Höpfner will die Versuchsanlage auf zwei Kilowattstunden bringen – eine Voraussetzung für die spätere Wirtschaftlichkeit. Darüber hinaus verfolgt er ein zweites Ziel. Es geht um die 30 bis 40 Prozent der Gesamtkosten, die mit dem Energieverbrauch nichts zu tun haben. Sie sollen unter die schon bestehender Anlagen gesenkt werden, etwa durch Einsparungen bei den Materialkosten. Ein Hydrogel könne günstig hergestellt werden, erklärt Höpfner, das Kilogramm koste nur wenige Euro.

Wo die Anlagen am Ende stehen werden? Der Forscher denkt an einen dezentralen Einsatz, etwa auf abgelegenen Inseln, die nur über wenig Trinkwasser verfügen. Zum Beispiel die Seychellen. Dort gebe es viel Solarkraft: saubere und günstige Energie für den Entsalzungsprozess. Meerwasserentsalzung allein kann die Trinkwasserknappheit jedoch nicht beseitigen. Daher zapft die Forschung neue (und ungewöhnlich erscheinende) Quellen an. Zum Beispiel in Perus Hauptstadt Lima. Dort steht an Kilometer 89.5 der Panamericana Süd eine besondere Werbetafel. Nicht wegen der Produkte, die sie anpreist. Sondern weil sie die Feuchte aus der Luft saugt und in Trinkwasser umwandelt – am Tag etwa einhundert Liter. Die Anlage ist ideal für Lima und Umgebung. Dort regnet es selten, aber die Luftfeuchtigkeit erreicht 98 Prozent.

An Trinkwasser heranzukommen, wo scheinbar keines ist – diese Kunst hat ein Käfer aus der Namibwüste perfektioniert. Sein Chitinpanzer besitzt mikroskopisch kleine Strukturen. Sie fangen den Nebel auf, der nachts über die Dünen zieht. Dabei haften Tautropfen auf dem Rücken an, beginnen zu wachsen und rollen direkt in den Mund des kleinen Nebeltrinkers.

Der Mensch ahmt diese Technik nach. Nebelkollektoren aus Kunststofffasern werden da aufgestellt, wo es an Wasser mangelt – in Chile oder Spanien.
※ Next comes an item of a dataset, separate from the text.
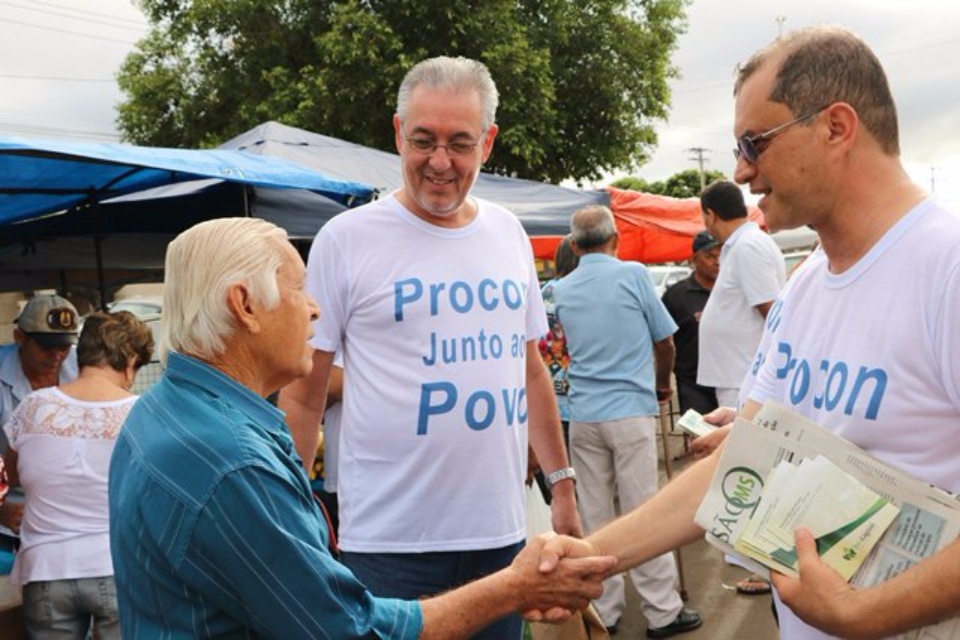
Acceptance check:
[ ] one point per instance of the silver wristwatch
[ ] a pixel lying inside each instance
(560, 474)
Alexander Zehnder: „Die Netze können am Tag zwischen zwei und zehn Liter Wasser pro Quadratmeter sammeln, was für kleine Siedlungen ausreicht. Bleibt der Nebel allerdings aus, haben sie auch kein Trinkwasser.“

Windrad in der Wüste

In Abu Dhabi steht ein Windrad, das der staubtrockenen Wüstenluft täglich bis zu 800 Liter Wasser entzieht. Eine Windturbine saugt heiße Wüstenluft an, welche in einem Kompressor abkühlt. Es bildet sich Kondenswasser – wie auf einer Brille, wenn ihr Träger aus der Kälte in einen beheizten Raum tritt. Das Kondenswasser wird dann gereinigt und in einem Tank gesammelt.

Die Anlage braucht keine Energie von außen, liefert allerdings auch, gibt Zehnder zu bedenken, nur geringe Mengen Wasser. Viele Windräder müssten im Einsatz sein, um ein ganzes Gebiet mit Trinkwasser zu versorgen. Kein Hindernis, sagen die französischen Ingenieure. Sie träumen schon von ausgedehnten Windparks.
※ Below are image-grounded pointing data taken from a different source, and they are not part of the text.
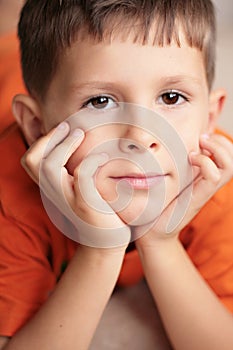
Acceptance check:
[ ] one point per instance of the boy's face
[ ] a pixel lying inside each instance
(170, 80)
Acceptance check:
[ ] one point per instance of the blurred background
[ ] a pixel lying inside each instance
(9, 10)
(224, 73)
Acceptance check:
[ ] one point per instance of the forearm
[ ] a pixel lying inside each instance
(193, 316)
(70, 316)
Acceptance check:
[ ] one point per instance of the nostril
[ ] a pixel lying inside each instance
(132, 146)
(153, 145)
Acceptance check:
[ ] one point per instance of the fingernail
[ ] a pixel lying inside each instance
(205, 136)
(62, 126)
(77, 133)
(105, 155)
(193, 153)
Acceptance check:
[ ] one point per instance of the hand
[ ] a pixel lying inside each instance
(215, 165)
(90, 222)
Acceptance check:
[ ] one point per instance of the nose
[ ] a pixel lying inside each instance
(136, 139)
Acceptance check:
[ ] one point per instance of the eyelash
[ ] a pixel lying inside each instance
(172, 93)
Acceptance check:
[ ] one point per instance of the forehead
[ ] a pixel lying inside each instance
(87, 58)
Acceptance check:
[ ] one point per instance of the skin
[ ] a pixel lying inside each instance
(161, 255)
Autarke Anlagen, die mit selbsterzeugter Energie Trinkwasser produzieren: Dieses Konzept könnte – lokal begrenzt – gegen Wasserknappheit helfen. Allerdings müssen sich die ländlichen Gebiete in Afrika und Asien die High-Tech-Anlagen erst einmal leisten können. Vor allem sie leiden unter Trinkwasserknappheit, von der laut Weltgesundheitsorganisation derzeit 768 Millionen Menschen betroffen sind.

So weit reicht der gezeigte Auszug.